Abandoned church in Sergipe, Brazil

The Chapel of the Jesus Maria José Sugar Plantation (Capela do Engenho Jesus, Maria, José) is an abandoned 18th-century Roman Catholic church in Laranjeiras, Sergipe, Brazil. The chapel was built in 1769 on the Jesus Maria José Sugar Plantation, 19 km west of the city center Laranjeiras. The church was listed as a historic structure by National Institute of Historic and Artistic Heritage (IPHAN) in 1943. Despite its heritage designation, the church was abandoned and is an advanced state of ruin.

==History==

The Jesus Maria José Sugar Plantation once had a manor house, an accompanying chapel, and buildings associated with sugarcane cultivation and processing. Only the chapel, built in 1769, remains. The painting of the chapel ceiling, attributed to José Teófilo de Jesus, was completed in the 1840s.

==Structure==

The chapel consists of a large nave, chancel, and side altars. Its elaborate baroque-style pediment with volutes remains. The church has a single central portals at the ground level and three windows at the choir level. The facade is flanked by two large bell towers corresponding to the two interior side corridors. Each tower has a small door corresponding to the central doors of the church at the lower level and a window above corresponding to those of the choir level. They are each additionally topped by a dome surmounted by a pinnacle.

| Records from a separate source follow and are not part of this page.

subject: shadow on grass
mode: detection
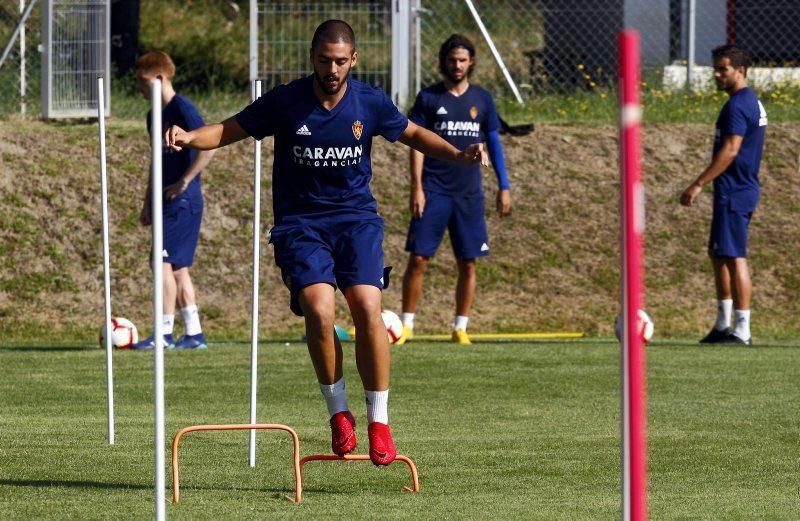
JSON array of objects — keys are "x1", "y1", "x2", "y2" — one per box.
[
  {"x1": 0, "y1": 345, "x2": 94, "y2": 352},
  {"x1": 0, "y1": 478, "x2": 151, "y2": 491},
  {"x1": 0, "y1": 478, "x2": 304, "y2": 496}
]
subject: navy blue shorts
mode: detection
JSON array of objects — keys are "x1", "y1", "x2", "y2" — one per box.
[
  {"x1": 163, "y1": 198, "x2": 203, "y2": 268},
  {"x1": 269, "y1": 215, "x2": 388, "y2": 316},
  {"x1": 405, "y1": 191, "x2": 489, "y2": 260},
  {"x1": 708, "y1": 196, "x2": 754, "y2": 258}
]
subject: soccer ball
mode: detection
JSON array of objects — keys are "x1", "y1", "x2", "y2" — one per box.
[
  {"x1": 614, "y1": 309, "x2": 654, "y2": 343},
  {"x1": 381, "y1": 310, "x2": 403, "y2": 344},
  {"x1": 99, "y1": 317, "x2": 139, "y2": 349}
]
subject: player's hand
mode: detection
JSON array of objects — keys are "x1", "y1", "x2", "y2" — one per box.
[
  {"x1": 165, "y1": 125, "x2": 191, "y2": 151},
  {"x1": 410, "y1": 187, "x2": 426, "y2": 219},
  {"x1": 680, "y1": 182, "x2": 703, "y2": 207},
  {"x1": 458, "y1": 143, "x2": 489, "y2": 167},
  {"x1": 496, "y1": 189, "x2": 511, "y2": 217},
  {"x1": 164, "y1": 179, "x2": 189, "y2": 201},
  {"x1": 139, "y1": 201, "x2": 152, "y2": 226}
]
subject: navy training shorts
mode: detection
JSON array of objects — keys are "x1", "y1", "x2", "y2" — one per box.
[
  {"x1": 162, "y1": 198, "x2": 203, "y2": 269},
  {"x1": 405, "y1": 191, "x2": 489, "y2": 260},
  {"x1": 269, "y1": 214, "x2": 388, "y2": 316},
  {"x1": 708, "y1": 194, "x2": 756, "y2": 258}
]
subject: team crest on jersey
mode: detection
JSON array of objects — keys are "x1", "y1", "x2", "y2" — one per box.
[
  {"x1": 469, "y1": 106, "x2": 478, "y2": 119},
  {"x1": 352, "y1": 120, "x2": 363, "y2": 140}
]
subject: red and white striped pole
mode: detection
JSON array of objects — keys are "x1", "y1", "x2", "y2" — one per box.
[{"x1": 618, "y1": 30, "x2": 647, "y2": 521}]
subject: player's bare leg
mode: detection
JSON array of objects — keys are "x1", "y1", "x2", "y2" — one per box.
[
  {"x1": 299, "y1": 283, "x2": 357, "y2": 455},
  {"x1": 727, "y1": 257, "x2": 752, "y2": 343},
  {"x1": 712, "y1": 256, "x2": 733, "y2": 301},
  {"x1": 343, "y1": 284, "x2": 396, "y2": 465},
  {"x1": 163, "y1": 262, "x2": 177, "y2": 316},
  {"x1": 452, "y1": 258, "x2": 476, "y2": 344},
  {"x1": 729, "y1": 257, "x2": 751, "y2": 310},
  {"x1": 398, "y1": 254, "x2": 429, "y2": 344},
  {"x1": 344, "y1": 284, "x2": 389, "y2": 391},
  {"x1": 299, "y1": 283, "x2": 342, "y2": 385},
  {"x1": 173, "y1": 267, "x2": 196, "y2": 309}
]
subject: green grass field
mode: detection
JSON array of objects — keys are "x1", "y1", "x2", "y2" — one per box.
[{"x1": 0, "y1": 339, "x2": 797, "y2": 518}]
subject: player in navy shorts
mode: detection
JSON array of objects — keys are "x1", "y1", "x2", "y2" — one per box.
[
  {"x1": 163, "y1": 20, "x2": 488, "y2": 465},
  {"x1": 681, "y1": 45, "x2": 766, "y2": 346},
  {"x1": 397, "y1": 34, "x2": 512, "y2": 346},
  {"x1": 133, "y1": 52, "x2": 215, "y2": 351}
]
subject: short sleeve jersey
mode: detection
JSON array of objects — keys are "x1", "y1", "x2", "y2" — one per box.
[
  {"x1": 713, "y1": 87, "x2": 767, "y2": 209},
  {"x1": 235, "y1": 76, "x2": 408, "y2": 223},
  {"x1": 147, "y1": 94, "x2": 205, "y2": 208},
  {"x1": 408, "y1": 82, "x2": 500, "y2": 196}
]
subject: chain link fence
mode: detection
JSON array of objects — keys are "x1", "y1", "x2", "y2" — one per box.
[
  {"x1": 256, "y1": 0, "x2": 392, "y2": 92},
  {"x1": 416, "y1": 0, "x2": 800, "y2": 102},
  {"x1": 0, "y1": 0, "x2": 40, "y2": 116},
  {"x1": 2, "y1": 1, "x2": 800, "y2": 117}
]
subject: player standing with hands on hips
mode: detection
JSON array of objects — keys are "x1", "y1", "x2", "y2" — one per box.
[
  {"x1": 680, "y1": 45, "x2": 767, "y2": 346},
  {"x1": 397, "y1": 34, "x2": 511, "y2": 346},
  {"x1": 162, "y1": 20, "x2": 487, "y2": 465}
]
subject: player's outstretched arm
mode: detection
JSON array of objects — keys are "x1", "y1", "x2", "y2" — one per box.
[
  {"x1": 165, "y1": 116, "x2": 250, "y2": 152},
  {"x1": 398, "y1": 121, "x2": 488, "y2": 167}
]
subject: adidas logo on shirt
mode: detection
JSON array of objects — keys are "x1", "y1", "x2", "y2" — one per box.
[
  {"x1": 436, "y1": 106, "x2": 448, "y2": 115},
  {"x1": 296, "y1": 124, "x2": 311, "y2": 135},
  {"x1": 480, "y1": 243, "x2": 489, "y2": 252}
]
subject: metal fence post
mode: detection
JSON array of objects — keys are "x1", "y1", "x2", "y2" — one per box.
[
  {"x1": 391, "y1": 0, "x2": 411, "y2": 110},
  {"x1": 687, "y1": 0, "x2": 696, "y2": 91}
]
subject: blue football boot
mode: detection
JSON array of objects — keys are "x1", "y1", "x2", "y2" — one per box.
[
  {"x1": 132, "y1": 334, "x2": 175, "y2": 350},
  {"x1": 174, "y1": 333, "x2": 208, "y2": 350}
]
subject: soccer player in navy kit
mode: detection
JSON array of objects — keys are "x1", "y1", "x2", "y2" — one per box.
[
  {"x1": 681, "y1": 45, "x2": 767, "y2": 345},
  {"x1": 163, "y1": 21, "x2": 487, "y2": 465},
  {"x1": 133, "y1": 52, "x2": 214, "y2": 351},
  {"x1": 397, "y1": 34, "x2": 511, "y2": 346}
]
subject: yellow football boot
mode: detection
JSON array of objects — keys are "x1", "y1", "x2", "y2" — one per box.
[
  {"x1": 395, "y1": 325, "x2": 414, "y2": 346},
  {"x1": 451, "y1": 328, "x2": 472, "y2": 345}
]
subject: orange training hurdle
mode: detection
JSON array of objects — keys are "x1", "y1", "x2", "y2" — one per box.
[
  {"x1": 171, "y1": 423, "x2": 303, "y2": 504},
  {"x1": 300, "y1": 453, "x2": 420, "y2": 494}
]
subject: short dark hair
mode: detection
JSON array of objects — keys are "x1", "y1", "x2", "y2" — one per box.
[
  {"x1": 311, "y1": 19, "x2": 356, "y2": 51},
  {"x1": 439, "y1": 34, "x2": 476, "y2": 76},
  {"x1": 712, "y1": 45, "x2": 752, "y2": 71}
]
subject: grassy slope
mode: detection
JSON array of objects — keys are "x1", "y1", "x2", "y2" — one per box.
[
  {"x1": 1, "y1": 118, "x2": 799, "y2": 342},
  {"x1": 0, "y1": 340, "x2": 796, "y2": 518}
]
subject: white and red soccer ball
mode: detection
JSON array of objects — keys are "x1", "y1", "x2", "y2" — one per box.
[
  {"x1": 99, "y1": 317, "x2": 138, "y2": 349},
  {"x1": 381, "y1": 310, "x2": 403, "y2": 344},
  {"x1": 615, "y1": 309, "x2": 654, "y2": 343}
]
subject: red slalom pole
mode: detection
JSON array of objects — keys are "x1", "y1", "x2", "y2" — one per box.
[{"x1": 618, "y1": 30, "x2": 647, "y2": 520}]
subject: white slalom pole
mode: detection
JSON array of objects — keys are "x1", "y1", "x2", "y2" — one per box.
[
  {"x1": 248, "y1": 79, "x2": 262, "y2": 467},
  {"x1": 463, "y1": 0, "x2": 524, "y2": 104},
  {"x1": 150, "y1": 78, "x2": 166, "y2": 521},
  {"x1": 97, "y1": 76, "x2": 114, "y2": 446}
]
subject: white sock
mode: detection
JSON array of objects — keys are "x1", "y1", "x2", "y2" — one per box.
[
  {"x1": 402, "y1": 312, "x2": 415, "y2": 328},
  {"x1": 453, "y1": 315, "x2": 469, "y2": 331},
  {"x1": 715, "y1": 299, "x2": 733, "y2": 331},
  {"x1": 733, "y1": 309, "x2": 751, "y2": 340},
  {"x1": 365, "y1": 389, "x2": 389, "y2": 424},
  {"x1": 181, "y1": 305, "x2": 202, "y2": 336},
  {"x1": 162, "y1": 314, "x2": 175, "y2": 335},
  {"x1": 320, "y1": 378, "x2": 349, "y2": 417}
]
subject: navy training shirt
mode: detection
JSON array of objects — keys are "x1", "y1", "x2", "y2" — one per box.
[
  {"x1": 713, "y1": 87, "x2": 767, "y2": 211},
  {"x1": 408, "y1": 82, "x2": 500, "y2": 196},
  {"x1": 147, "y1": 94, "x2": 205, "y2": 209},
  {"x1": 235, "y1": 76, "x2": 409, "y2": 223}
]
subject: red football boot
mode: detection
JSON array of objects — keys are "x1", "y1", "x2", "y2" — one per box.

The interior of the chapel featured an imposing nave with side corridors and two sacristies. A room above the left sacristy was reserved for the family of the plantation owner, with a trellis window separating the room and the chancel. It had rich carvings and a perspective ceiling painting attributed to José Teófilo de Jesus. The painting depicted the Holy Family, and was probably completed in the 1840s.

==Protected status==

The Chapel of the Jesus Maria José Sugar Plantation was listed as a historic structure by the National Institute of Historic and Artistic Heritage in 1943.

==Access==

The Chapel of the Jesus Maria José Sugar Plantation is located on private property and may not be visited.